In March 2015, the UN International Agency for Research on Cancer set off a scientific and regulatory row when it declared that glyphosate, the main ingredient in Roundup herbicide, is “probably carcinogenic to humans.” The EPA reached the opposite conclusion in late 2017, that glyphosate is “not likely to be carcinogenic to humans.” A paper appearing in a scientific journal on Monday said the IARC and EPA looked at different materials in reaching contradictory decisions.
An editorial in the journal, Environmental Sciences Europe, says the paper “provides new insights on why different conclusions…were reached.” The EPA and IARC “focused on two different but interlinked scenarios: 1, the exposure to (pure) glyphosate, which occurs via residues in food and feed and is therefore mainly relevant for the general public, and 2, occupational exposure, which is a multi-pathway exposure to the formulated glyphosate-based herbicide. Both scenarios are relevant.”
The author of the paper, Charles Benbrook, a visiting professor at the University of Newcastle, said the IARC relied on published studies; gave weight to research on so-called formulated herbicides, which are the weedkillers in use; and considered dietary, occupational and high-exposure scenarios. By contrast, the EPA considered unpublished reviews that chemical companies submitted to regulators as well as peer-reviewed studies of glyphosate in its pure chemical form and focused on likely dietary exposure to the chemical by the general public. The IARC found far more studies with a carcinogenic link. In addition, the EPA and IARC cited different sets of genotoxicity assays; those cited by the IARC generally showed a cancer link while the EPA list did not.

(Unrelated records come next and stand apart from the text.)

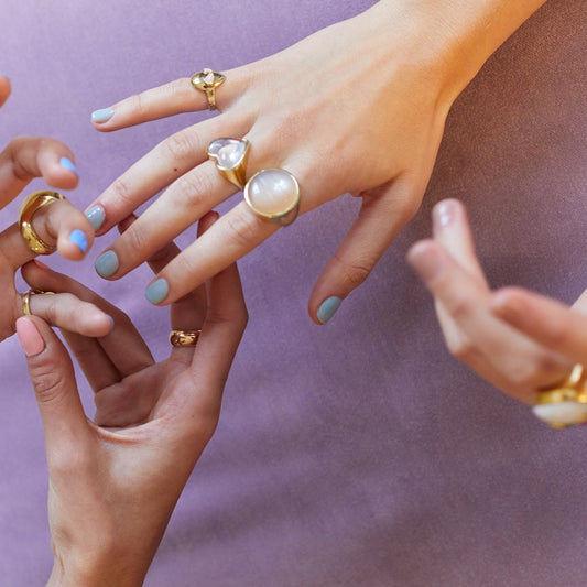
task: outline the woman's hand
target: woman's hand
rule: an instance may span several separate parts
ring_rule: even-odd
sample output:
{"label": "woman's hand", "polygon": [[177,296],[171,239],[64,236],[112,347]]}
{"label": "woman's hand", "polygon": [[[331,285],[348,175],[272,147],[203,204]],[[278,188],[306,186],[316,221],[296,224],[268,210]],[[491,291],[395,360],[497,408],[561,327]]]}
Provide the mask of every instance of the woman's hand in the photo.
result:
{"label": "woman's hand", "polygon": [[[10,94],[10,84],[0,76],[0,105]],[[12,202],[34,177],[43,177],[56,188],[72,189],[77,173],[69,149],[53,139],[19,137],[0,152],[0,209]],[[84,214],[68,200],[40,208],[33,227],[41,239],[57,247],[62,257],[80,260],[91,247],[94,229]],[[14,323],[23,315],[14,275],[36,256],[24,242],[18,224],[0,233],[0,340],[14,334]],[[98,308],[73,296],[33,295],[31,311],[56,326],[87,336],[102,336],[111,328],[110,318]]]}
{"label": "woman's hand", "polygon": [[[515,8],[504,0],[476,8],[382,1],[286,51],[228,72],[217,90],[221,116],[160,143],[93,204],[102,235],[166,187],[98,259],[98,272],[121,278],[230,197],[236,188],[207,161],[206,148],[217,138],[247,138],[247,176],[268,167],[293,173],[302,214],[347,192],[362,199],[309,300],[313,319],[327,322],[417,210],[456,96],[543,1],[521,0]],[[185,78],[93,118],[97,129],[113,131],[206,107],[205,94]],[[244,203],[237,204],[162,268],[148,298],[154,304],[178,300],[275,230]]]}
{"label": "woman's hand", "polygon": [[491,292],[463,205],[441,202],[433,218],[434,240],[414,244],[407,259],[434,296],[448,349],[509,395],[535,403],[541,389],[587,362],[587,317],[580,306],[521,289]]}
{"label": "woman's hand", "polygon": [[[157,271],[176,253],[167,246],[151,267]],[[129,318],[91,291],[37,265],[29,265],[24,276],[115,318],[112,331],[100,339],[63,333],[96,392],[95,422],[84,414],[62,343],[36,316],[18,322],[45,431],[55,553],[48,585],[142,585],[218,421],[247,323],[237,268],[171,306],[172,328],[202,334],[197,347],[172,348],[159,363]]]}

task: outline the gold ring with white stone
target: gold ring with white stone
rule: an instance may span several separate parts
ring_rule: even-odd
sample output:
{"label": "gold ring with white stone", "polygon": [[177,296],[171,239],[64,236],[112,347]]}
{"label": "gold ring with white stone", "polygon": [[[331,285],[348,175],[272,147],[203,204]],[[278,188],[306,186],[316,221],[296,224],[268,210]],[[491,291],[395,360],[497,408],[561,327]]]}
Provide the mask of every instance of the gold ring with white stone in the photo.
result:
{"label": "gold ring with white stone", "polygon": [[205,67],[202,72],[194,74],[189,81],[195,89],[206,94],[208,110],[216,110],[216,88],[226,81],[226,76]]}
{"label": "gold ring with white stone", "polygon": [[251,143],[247,139],[216,139],[208,145],[208,159],[216,163],[222,177],[239,189],[247,182],[247,160]]}
{"label": "gold ring with white stone", "polygon": [[300,184],[285,170],[261,170],[244,185],[244,202],[261,218],[291,225],[300,210]]}
{"label": "gold ring with white stone", "polygon": [[539,392],[534,415],[553,428],[566,428],[587,422],[587,372],[583,365],[573,367],[568,378],[554,388]]}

“IARC’s evaluation relied heavily on studies capable of shedding light on the distribution of real-world exposures and genotoxicity risk in exposed human populations while EPA’s evaluation placed little or no weight on such evidence,” wrote Benbrook. The EPA is somewhat circumscribed by laws and policies to look at the risk to the public and environment from pesticides that are used according to label directions, he said. Research and risk assessments, as well as the debate over glyphosate “should be focused on studies relevant to the biological impacts triggered by exposures to widely used, formulated GBHs (glyphosate-based herbicides).” Some studies say the formulated herbicides are more toxic than glyphosate in its pure form.